We found our seats in the left-field grandstand, tucked up against the 37-foot-high Green Monster, hovering over the third-base line. It’s a majestic place to sit. The immensity of the wall framing your vision on the left and the expanse of green outfield grass with its checkerboard pattern. At one point a NESN cameraman came and took shots of the stadium from various angles.

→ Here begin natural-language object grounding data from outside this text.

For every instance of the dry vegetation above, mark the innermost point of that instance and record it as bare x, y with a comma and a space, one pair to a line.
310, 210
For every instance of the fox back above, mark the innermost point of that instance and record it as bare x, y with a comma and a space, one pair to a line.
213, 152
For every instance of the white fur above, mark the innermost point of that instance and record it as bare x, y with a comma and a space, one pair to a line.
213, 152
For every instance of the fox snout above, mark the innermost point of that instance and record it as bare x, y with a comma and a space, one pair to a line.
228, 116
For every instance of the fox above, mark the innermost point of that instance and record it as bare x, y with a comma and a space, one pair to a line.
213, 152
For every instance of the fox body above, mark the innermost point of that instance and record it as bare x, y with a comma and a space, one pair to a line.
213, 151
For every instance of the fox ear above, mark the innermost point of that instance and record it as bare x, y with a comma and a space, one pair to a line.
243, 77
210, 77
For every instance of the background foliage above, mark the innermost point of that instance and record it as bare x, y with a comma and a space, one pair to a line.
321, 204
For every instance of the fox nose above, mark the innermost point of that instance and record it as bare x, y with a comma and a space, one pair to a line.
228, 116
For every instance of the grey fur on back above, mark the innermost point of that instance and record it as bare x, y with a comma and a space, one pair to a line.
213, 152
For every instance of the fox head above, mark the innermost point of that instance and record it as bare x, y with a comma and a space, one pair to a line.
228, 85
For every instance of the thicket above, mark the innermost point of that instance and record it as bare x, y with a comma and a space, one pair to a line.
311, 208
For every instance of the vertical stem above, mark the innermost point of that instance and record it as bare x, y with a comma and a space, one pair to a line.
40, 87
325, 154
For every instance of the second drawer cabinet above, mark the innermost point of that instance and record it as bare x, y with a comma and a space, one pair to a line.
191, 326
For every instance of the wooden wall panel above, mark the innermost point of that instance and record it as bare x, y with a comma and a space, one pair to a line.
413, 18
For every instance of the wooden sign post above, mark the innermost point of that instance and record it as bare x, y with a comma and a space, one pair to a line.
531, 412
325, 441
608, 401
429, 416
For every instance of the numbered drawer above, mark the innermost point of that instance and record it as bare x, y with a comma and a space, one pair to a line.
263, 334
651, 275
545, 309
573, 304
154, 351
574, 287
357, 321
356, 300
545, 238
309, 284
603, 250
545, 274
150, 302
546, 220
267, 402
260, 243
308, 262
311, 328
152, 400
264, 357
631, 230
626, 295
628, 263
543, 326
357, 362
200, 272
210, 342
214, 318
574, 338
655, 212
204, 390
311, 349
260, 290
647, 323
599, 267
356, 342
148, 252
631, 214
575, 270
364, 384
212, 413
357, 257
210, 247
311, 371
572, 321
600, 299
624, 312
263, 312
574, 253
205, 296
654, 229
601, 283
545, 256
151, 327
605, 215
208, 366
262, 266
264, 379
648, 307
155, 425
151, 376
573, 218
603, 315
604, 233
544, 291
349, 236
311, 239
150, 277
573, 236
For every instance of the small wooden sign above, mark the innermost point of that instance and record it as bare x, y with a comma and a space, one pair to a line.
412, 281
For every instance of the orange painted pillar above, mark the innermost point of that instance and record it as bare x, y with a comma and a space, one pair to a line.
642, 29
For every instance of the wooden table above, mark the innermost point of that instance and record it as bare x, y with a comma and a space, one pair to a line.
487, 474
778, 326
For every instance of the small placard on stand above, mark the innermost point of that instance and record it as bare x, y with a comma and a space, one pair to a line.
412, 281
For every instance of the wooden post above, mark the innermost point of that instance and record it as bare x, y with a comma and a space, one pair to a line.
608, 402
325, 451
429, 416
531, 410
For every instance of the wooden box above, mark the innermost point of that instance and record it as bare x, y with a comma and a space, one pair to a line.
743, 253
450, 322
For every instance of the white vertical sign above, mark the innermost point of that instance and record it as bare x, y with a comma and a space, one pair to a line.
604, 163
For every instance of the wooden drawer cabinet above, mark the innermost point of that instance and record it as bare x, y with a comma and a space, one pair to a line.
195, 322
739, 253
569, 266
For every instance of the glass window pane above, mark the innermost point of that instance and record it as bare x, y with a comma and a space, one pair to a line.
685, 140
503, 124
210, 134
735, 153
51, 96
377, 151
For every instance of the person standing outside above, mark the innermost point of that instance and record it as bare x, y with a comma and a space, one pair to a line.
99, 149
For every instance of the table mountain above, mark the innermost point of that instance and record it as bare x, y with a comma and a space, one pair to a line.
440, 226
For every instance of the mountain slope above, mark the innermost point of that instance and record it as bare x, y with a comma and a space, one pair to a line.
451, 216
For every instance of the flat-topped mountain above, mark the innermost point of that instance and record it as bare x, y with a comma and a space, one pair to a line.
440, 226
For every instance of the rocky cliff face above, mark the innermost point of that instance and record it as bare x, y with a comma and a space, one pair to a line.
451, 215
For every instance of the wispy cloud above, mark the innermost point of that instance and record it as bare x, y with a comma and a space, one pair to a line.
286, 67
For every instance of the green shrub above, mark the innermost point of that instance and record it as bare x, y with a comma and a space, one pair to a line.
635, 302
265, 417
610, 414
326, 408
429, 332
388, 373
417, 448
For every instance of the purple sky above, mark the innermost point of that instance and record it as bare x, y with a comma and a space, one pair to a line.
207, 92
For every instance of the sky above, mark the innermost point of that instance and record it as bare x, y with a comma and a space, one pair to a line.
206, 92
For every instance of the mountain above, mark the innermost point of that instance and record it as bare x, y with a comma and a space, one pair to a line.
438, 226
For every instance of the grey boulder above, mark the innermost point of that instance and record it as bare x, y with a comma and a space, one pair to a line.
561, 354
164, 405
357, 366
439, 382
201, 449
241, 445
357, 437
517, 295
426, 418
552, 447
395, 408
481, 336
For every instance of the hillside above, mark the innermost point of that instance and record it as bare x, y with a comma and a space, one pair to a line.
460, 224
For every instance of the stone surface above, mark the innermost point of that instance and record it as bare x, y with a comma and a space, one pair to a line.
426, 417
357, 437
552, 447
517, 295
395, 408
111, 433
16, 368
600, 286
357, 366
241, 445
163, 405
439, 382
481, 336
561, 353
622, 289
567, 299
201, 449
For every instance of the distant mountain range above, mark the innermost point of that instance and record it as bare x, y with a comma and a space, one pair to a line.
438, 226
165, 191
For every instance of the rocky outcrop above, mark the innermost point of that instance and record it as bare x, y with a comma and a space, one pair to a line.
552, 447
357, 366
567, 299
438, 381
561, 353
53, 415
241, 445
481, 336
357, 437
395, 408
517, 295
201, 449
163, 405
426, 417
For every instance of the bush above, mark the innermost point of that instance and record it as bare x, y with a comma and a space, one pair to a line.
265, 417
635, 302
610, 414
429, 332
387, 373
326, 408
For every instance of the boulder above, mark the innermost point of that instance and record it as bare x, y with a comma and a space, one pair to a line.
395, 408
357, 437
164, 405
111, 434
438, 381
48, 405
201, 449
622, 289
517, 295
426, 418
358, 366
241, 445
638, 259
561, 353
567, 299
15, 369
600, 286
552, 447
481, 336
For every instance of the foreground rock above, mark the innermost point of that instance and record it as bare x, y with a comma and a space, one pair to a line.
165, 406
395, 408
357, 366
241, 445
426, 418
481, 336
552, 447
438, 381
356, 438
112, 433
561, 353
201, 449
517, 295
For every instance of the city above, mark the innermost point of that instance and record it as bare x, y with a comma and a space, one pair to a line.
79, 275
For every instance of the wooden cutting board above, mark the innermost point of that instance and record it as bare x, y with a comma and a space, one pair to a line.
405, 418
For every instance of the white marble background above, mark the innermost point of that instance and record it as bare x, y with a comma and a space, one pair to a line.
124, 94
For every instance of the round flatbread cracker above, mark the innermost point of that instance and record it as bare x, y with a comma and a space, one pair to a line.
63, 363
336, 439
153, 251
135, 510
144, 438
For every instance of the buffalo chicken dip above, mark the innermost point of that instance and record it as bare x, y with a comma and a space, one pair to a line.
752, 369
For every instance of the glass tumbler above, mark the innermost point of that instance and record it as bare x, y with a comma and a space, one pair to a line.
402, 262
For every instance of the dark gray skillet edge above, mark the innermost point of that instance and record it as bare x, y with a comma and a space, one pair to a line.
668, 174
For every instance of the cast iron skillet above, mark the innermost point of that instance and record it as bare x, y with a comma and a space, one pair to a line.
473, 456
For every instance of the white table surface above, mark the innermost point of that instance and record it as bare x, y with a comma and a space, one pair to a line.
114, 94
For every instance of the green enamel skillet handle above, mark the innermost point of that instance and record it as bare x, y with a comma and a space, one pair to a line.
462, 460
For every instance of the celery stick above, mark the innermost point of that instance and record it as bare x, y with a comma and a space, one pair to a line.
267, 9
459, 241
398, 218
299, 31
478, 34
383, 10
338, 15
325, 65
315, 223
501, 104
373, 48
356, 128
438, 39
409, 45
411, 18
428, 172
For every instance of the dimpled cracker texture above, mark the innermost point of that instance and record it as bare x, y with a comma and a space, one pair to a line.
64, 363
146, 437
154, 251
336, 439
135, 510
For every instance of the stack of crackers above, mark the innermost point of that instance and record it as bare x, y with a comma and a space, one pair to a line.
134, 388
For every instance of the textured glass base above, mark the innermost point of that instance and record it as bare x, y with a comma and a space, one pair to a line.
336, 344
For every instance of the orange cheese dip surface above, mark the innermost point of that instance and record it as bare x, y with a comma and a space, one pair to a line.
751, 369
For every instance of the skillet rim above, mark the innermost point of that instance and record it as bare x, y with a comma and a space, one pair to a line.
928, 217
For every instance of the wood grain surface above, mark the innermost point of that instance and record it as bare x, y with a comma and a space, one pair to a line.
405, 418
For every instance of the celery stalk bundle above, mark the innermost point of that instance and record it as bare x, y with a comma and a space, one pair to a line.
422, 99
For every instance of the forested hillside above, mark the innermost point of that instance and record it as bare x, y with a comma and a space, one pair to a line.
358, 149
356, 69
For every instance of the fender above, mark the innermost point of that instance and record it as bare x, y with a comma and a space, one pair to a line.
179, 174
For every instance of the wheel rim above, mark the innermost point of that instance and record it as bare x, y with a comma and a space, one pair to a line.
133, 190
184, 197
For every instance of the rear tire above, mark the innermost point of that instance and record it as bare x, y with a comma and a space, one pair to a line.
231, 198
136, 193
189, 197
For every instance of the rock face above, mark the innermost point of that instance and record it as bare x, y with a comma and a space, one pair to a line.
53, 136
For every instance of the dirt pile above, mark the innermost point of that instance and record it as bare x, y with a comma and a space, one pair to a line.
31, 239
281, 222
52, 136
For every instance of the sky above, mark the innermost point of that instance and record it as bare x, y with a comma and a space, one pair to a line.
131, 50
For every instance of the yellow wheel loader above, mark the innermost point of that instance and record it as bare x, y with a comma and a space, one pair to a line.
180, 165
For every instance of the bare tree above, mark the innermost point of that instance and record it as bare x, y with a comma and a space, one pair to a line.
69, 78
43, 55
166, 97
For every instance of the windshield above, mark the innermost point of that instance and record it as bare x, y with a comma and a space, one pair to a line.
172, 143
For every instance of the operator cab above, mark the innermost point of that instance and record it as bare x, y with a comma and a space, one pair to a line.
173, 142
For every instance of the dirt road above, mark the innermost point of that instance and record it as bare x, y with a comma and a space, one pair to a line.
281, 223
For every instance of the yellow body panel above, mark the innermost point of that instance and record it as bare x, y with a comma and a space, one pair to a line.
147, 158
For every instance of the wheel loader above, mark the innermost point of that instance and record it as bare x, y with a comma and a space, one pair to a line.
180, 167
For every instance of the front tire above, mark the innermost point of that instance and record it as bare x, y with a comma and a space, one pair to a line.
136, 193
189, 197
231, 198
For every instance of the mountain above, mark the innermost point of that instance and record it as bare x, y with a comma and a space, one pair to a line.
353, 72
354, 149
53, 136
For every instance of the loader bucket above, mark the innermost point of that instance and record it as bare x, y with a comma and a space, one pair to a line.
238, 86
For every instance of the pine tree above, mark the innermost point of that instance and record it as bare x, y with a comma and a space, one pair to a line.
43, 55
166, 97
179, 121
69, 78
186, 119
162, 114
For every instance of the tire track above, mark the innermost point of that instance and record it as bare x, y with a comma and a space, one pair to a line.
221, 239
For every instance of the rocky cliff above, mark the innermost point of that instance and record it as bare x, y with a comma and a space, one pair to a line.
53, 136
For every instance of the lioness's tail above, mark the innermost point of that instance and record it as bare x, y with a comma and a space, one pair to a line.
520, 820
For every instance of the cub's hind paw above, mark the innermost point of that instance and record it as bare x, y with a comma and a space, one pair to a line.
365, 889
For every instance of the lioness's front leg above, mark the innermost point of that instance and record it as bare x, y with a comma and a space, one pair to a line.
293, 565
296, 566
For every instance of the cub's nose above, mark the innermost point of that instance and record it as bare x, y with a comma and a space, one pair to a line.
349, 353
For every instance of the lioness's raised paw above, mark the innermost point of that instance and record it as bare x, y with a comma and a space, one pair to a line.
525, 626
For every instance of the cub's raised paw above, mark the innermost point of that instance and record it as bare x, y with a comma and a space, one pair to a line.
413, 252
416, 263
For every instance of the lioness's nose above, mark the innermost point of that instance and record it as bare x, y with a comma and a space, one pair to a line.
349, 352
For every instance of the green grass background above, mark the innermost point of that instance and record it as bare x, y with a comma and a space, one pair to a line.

The Sox scored single runs in the first three innings. The first on newcomer Masataka Yoshida's infield tapper. The second on Kike Hernandez's bomb over our heads into the Monster seats. The third on an Alex Verdugo line-drive single. Mike and I chatted over the game's surprisingly brisk pace. We reached the fifth inning before we knew it. Tanner Houck silenced the Orioles over those first four innings. Before the game started, I asked Mike if he thought Houck would make it out of the fourth. Houck has a biting slider which baffles righties, but he also seems to pitch without a worry. His mistakes get hammered. Tough to trust him. As the Orioles batted in the 5th, the diminutive Adam Frazier came to the plate and launched a drive just over the 380-foot sign in right field. Orioles star Cedric Mullins followed with a game-tying blast.
A father of three boys sat in the seats in front of us. The youngest was probably three and had no idea a baseball game was happening. He looked like the funny little kid with glasses from Jerry Maguire. At one point the kid dropped a nickel behind him and Mike picked it up and gave it back. Mike wanted to ask the little guy if he knew that the human head weighs eight pounds. Between innings, the dad bounced his three-year-old on his shoulders hoping to convince Orioles left-fielder Terrin Vavra to toss a ball up toward him. Holding one hand on his son's ankle, and on his third beer, I hoped this guy didn't get a ball thrown his way. I thought of my daughter back in California and of baseball games we’ll attend this summer in Oakland.
The Sox regained the lead in the bottom of the fifth with the new arrivals delivering in big moments. Yoshida's sacrifice fly to center and then Adam Duvall's hot weekend continued with a two-run single. Duvall's OPS after three games is 1.957. Something tells me he won't win the AL MVP, but we'll enjoy it while it lasts. Rookie Tristan Casas dropped his first hit and RBI of the year with an insurance-run single in the seventh and Alex Verdugo gave the Sox more breathing room in the eighth. As the icy breeze picked up again, Kaleb Ort finished the Orioles off in the ninth and we walked out of Fenway happy.
This Boston season is unlikely to end in a World Series title, but the Yoshida Era is off to a solid start, Duvall is channeling Dwight Evans for a few games, and if pitchers Garret Whitlock, Brayan Bello and James Paxton get healthy and manage to stay productive, there may be more reasons for optimism from this team than many expected. They won't score nine runs every game, but Red Sox fans, perhaps your experience has been upgraded from last season… at least for now.